Before the latest round of sanctions, the bank estimates North Korea's GDP grew by nearly 4 percent in 2016, after shrinking 1.1 percent from a drought a year earlier. (North Korea does not issue economic figures, so South Korea's central bank bases its estimates from intelligence sources.) Seoul's trade volume also dwarfs Pyongyang's. "The South trades as much in one day as the North in a year," said Noland.

South Korea also has developed a vibrant start-up economy, with several companies, such as Coupang and Yellow Mobile, reaching unicorn status — valued at more than $1 billion. Last year, according to the Korean Venture Capital Association, investors put 2,380.3 billion won ($2.23 billion) into Korean start-ups, up 9.3 percent over 2016.

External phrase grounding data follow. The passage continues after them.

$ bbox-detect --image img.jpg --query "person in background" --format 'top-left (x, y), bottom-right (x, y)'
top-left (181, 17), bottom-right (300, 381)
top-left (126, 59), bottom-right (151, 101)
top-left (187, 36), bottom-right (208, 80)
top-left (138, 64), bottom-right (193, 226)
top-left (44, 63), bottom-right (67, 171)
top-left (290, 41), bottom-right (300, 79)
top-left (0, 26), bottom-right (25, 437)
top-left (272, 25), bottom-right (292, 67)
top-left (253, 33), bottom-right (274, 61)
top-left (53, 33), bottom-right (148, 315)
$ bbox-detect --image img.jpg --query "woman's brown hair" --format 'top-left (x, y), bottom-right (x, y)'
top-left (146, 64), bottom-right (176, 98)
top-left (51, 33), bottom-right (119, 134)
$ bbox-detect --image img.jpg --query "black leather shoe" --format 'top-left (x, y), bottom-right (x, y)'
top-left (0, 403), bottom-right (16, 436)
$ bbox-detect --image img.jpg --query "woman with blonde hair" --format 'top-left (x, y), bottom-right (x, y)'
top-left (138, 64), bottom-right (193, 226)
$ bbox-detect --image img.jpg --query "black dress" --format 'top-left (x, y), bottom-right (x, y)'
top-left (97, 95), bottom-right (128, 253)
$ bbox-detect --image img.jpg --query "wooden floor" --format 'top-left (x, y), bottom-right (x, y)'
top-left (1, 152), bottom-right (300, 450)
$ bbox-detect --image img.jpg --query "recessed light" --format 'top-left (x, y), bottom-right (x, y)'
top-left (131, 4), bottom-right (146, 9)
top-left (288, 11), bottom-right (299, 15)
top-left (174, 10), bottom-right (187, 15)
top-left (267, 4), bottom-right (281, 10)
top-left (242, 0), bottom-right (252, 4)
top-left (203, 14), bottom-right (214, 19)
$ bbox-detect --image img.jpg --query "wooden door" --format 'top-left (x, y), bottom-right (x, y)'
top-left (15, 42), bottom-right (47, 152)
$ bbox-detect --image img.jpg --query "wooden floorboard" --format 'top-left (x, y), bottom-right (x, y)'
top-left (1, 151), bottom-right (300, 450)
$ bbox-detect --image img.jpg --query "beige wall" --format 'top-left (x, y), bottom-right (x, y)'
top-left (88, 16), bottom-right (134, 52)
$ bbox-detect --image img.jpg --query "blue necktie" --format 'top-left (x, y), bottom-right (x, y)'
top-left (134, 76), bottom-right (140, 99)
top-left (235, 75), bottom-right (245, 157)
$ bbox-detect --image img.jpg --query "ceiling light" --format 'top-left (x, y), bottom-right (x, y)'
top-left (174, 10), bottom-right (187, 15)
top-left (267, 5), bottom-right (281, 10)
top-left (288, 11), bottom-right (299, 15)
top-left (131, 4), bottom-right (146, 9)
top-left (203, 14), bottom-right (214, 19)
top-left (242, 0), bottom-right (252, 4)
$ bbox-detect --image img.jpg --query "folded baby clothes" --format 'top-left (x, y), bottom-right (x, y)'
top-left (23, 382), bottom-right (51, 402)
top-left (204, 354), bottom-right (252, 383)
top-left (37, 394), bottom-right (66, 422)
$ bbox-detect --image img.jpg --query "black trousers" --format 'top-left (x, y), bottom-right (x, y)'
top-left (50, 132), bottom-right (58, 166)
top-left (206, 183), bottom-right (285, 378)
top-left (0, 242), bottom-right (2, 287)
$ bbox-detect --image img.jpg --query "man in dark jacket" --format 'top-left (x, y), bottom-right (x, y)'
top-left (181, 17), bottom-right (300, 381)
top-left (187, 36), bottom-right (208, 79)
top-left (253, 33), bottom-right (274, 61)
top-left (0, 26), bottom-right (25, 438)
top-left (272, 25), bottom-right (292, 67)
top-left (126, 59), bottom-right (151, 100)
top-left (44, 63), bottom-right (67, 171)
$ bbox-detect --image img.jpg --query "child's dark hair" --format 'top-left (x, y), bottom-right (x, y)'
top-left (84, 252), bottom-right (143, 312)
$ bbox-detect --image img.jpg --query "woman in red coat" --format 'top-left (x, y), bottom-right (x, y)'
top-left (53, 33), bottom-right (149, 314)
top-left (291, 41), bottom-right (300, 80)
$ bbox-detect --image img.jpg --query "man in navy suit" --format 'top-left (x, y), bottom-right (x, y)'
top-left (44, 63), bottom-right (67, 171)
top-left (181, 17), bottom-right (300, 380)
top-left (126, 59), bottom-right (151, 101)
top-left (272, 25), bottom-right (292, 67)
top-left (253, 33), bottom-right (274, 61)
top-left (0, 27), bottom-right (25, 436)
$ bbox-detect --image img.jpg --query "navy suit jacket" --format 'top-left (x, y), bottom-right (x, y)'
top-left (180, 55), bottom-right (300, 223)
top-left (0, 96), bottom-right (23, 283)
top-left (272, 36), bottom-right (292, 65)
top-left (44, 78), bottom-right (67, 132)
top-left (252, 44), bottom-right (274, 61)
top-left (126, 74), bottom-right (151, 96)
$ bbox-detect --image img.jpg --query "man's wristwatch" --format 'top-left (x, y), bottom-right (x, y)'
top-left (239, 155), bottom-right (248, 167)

South Koreans have learned to live with threats from the North. "The difference in perception inside and outside of Korea could not be more different," said Bom Kim, founder and CEO of Coupang, Korea's largest online retailer, which received a $1.4 billion investment from Softbank in 2015. "If you surveyed a hundred people in the country, there's no panic. A lot of this is theater, but if you watched the news on TV you would think something was about to break out."

Thorny challenges

In the long term, South Korea faces some thorny economic problems. The OECD says its economy is slowing due to policies aimed at protecting small businesses rather than making them more efficient and because its population is aging. While the manufacturing sector includes world class conglomerates like Samsung and LG, productivity in the service sector is low.

If geopolitical tensions ease with its Northern neighbor, South Korea would probably gain favor with foreign investors now fearful of political risk. But it's the North Korea that could really see a boost, economists say.

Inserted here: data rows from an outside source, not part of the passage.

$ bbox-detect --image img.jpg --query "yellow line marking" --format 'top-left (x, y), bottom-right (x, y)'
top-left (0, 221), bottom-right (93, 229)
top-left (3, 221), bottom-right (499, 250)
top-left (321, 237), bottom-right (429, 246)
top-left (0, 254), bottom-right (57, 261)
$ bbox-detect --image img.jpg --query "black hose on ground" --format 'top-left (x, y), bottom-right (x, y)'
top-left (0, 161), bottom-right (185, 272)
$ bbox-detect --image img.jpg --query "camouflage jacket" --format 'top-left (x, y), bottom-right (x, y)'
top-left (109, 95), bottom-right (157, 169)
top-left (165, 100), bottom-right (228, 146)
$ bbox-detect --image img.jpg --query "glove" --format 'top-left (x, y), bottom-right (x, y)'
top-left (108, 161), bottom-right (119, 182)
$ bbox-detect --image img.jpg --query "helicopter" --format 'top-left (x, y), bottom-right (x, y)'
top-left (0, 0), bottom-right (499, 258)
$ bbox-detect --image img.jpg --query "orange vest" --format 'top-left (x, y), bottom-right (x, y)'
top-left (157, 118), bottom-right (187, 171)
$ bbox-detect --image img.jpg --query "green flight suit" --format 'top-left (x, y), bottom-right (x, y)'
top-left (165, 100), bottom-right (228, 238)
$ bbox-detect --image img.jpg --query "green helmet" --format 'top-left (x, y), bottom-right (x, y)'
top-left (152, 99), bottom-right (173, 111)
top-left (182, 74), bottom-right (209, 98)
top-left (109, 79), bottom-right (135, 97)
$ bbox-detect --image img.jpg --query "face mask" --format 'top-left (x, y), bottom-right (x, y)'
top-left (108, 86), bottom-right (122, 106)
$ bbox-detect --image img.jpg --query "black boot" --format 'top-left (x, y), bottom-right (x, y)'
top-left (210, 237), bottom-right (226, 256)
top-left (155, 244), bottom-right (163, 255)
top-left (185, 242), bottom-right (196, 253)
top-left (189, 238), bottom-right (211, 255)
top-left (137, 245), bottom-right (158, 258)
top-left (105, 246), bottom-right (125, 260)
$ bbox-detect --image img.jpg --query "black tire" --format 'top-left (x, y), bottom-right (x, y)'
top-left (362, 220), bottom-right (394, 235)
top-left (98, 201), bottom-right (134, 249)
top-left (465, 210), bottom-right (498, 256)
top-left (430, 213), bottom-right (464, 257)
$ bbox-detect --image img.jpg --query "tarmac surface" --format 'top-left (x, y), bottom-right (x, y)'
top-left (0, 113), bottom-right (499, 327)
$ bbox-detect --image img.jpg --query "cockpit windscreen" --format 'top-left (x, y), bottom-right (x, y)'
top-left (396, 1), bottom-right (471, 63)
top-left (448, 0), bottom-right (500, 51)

There could be huge benefits from reunification, although there is no sign this could happen anytime soon. In 2015, the Korea Institute for International Economic Policy, a government think-tank, estimated that a unified Korea could generate an $8.7 trillion economy by 2055, 1.7 times the projected size of South Korea alone.

No one will guess the possible outcome of talks between the two Koreas or – if it happens – between Kim Jong Un and President Trump. But if the past is any indication, the South Korean economy will keep plugging along, regardless of the outcome of negotiations.